Gillian agrees to help because the whales have secretly been released early and headed for Alaskan waters already. Everyone returns to the recharged and refit Bird of Prey, including Gillian, who insinuates herself into the team. They confront a ship of astonished whale-poachers with the demonic-looking Bird of Prey, beam up the whales and a whole lot of water, and go back to the future. They crash into San Francisco Bay, release the whales before the ship sinks, and the whales sing to the probe. Satisfied, it leaves orbit and returns to space.

Having saved the planet and re-introduced whales to the ecosystem, all charges are dropped, except for Admiral Kirk, who is demoted to Captain and given the Enterprise A to command. Gillian finds lots of science work to do and happily stays in the future.
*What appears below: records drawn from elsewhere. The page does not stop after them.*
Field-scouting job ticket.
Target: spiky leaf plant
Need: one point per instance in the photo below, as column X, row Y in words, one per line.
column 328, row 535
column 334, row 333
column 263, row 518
The new Enterprise leaves on a shakedown cruise.

The role of Catherine Hick’s Doctor Gillian Taylor was originally written for Eddie Murphy. He decided to do The Golden Child instead. After the success of Search for Spock, Nimoy was given pretty much everything he wanted to direct. Shatner got a raise and a promise to direct the next Star Trek film. These guys were getting so expensive that Paramount picked lesser-known actors for the Next Generation series. Nicholas Meyer was hired to work on the script, with producer Harve Bennett. The film received eleven nominations for Saturn Awards, tying with Aliens. Much of it was filmed on location in the streets of San Francisco. A few shots of whales were used, but mostly animatronics filled the bill. Whale rights activists were angry until they found this out. Because of the success of this film, Shatner hosted Saturday Night Live and did the “Get a life!” skit.
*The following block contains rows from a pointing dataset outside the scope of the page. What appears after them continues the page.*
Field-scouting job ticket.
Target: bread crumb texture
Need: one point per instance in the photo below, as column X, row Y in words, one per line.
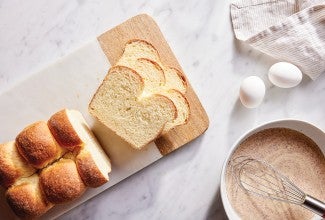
column 140, row 98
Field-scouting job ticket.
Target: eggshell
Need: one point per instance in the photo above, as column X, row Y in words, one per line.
column 285, row 75
column 252, row 91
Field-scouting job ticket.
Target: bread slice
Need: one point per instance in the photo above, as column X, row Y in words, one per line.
column 71, row 130
column 26, row 198
column 136, row 49
column 158, row 79
column 61, row 182
column 120, row 105
column 37, row 145
column 12, row 165
column 182, row 106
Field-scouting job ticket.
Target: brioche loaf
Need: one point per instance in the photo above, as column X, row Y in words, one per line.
column 72, row 132
column 120, row 105
column 12, row 165
column 61, row 182
column 26, row 198
column 65, row 154
column 37, row 145
column 144, row 58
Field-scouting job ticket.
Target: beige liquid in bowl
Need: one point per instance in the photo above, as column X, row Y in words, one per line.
column 294, row 155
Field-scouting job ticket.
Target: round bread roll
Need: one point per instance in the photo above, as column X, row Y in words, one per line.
column 37, row 145
column 26, row 199
column 12, row 165
column 62, row 128
column 71, row 130
column 61, row 182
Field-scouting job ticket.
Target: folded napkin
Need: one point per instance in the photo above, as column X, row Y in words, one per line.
column 288, row 30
The punk on the bus was played by Kirk Thatcher, an associate producer on the film. He got a Mohawk haircut and bought the clothes and wrote and recorded the song “I hate you.” The punk later appeared in Spider-Man Homecoming (2017). A similar scene had been cut from Nicholas Meyer’s Time After Time. The passersby on the street were extras filmed with a hidden camera. One of them took the part to pay for the fine she incurred for not moving her car from the film-scene. She was not supposed to speak, but Nimoy liked her speech and she got more money. Composer Leonard Rosenman wrote the score based on the Alexander Courage TV theme. Transparent aluminum was actually invented in 2009. Kirk says, “Scotty, beam me up.” only in this film. Catherine Hicks knew nothing about Star Trek and kept it that way, the better to play an outsider.

The whale poachers speak Finnish. The alien probe was modeled after Arthur C. Clarke’s Rama. When Humpbacks sing (males only), they take a head-down vertical position; the probe does the same. The sound of the probe’s drive was an altered version of Leonard Nimoy saying, “wub-wub-wub.” Kirk sells his antique glasses to get money. There is speculation that McCoy bought them back in the future to give to Kirk. The movie was released in 1986, the 20th anniversary of the original series. Nobody dies in the film. This was the first Star Trek film to be shown in the Soviet Union, because that country had stopped hunting whales. The audience’s favorite line was McCoy’s “The bureaucratic mentality is the only constant in the universe.” They laughed for ten minutes. This cheerful film was dedicated to the crew of the disastrous Space Shuttle Challenger.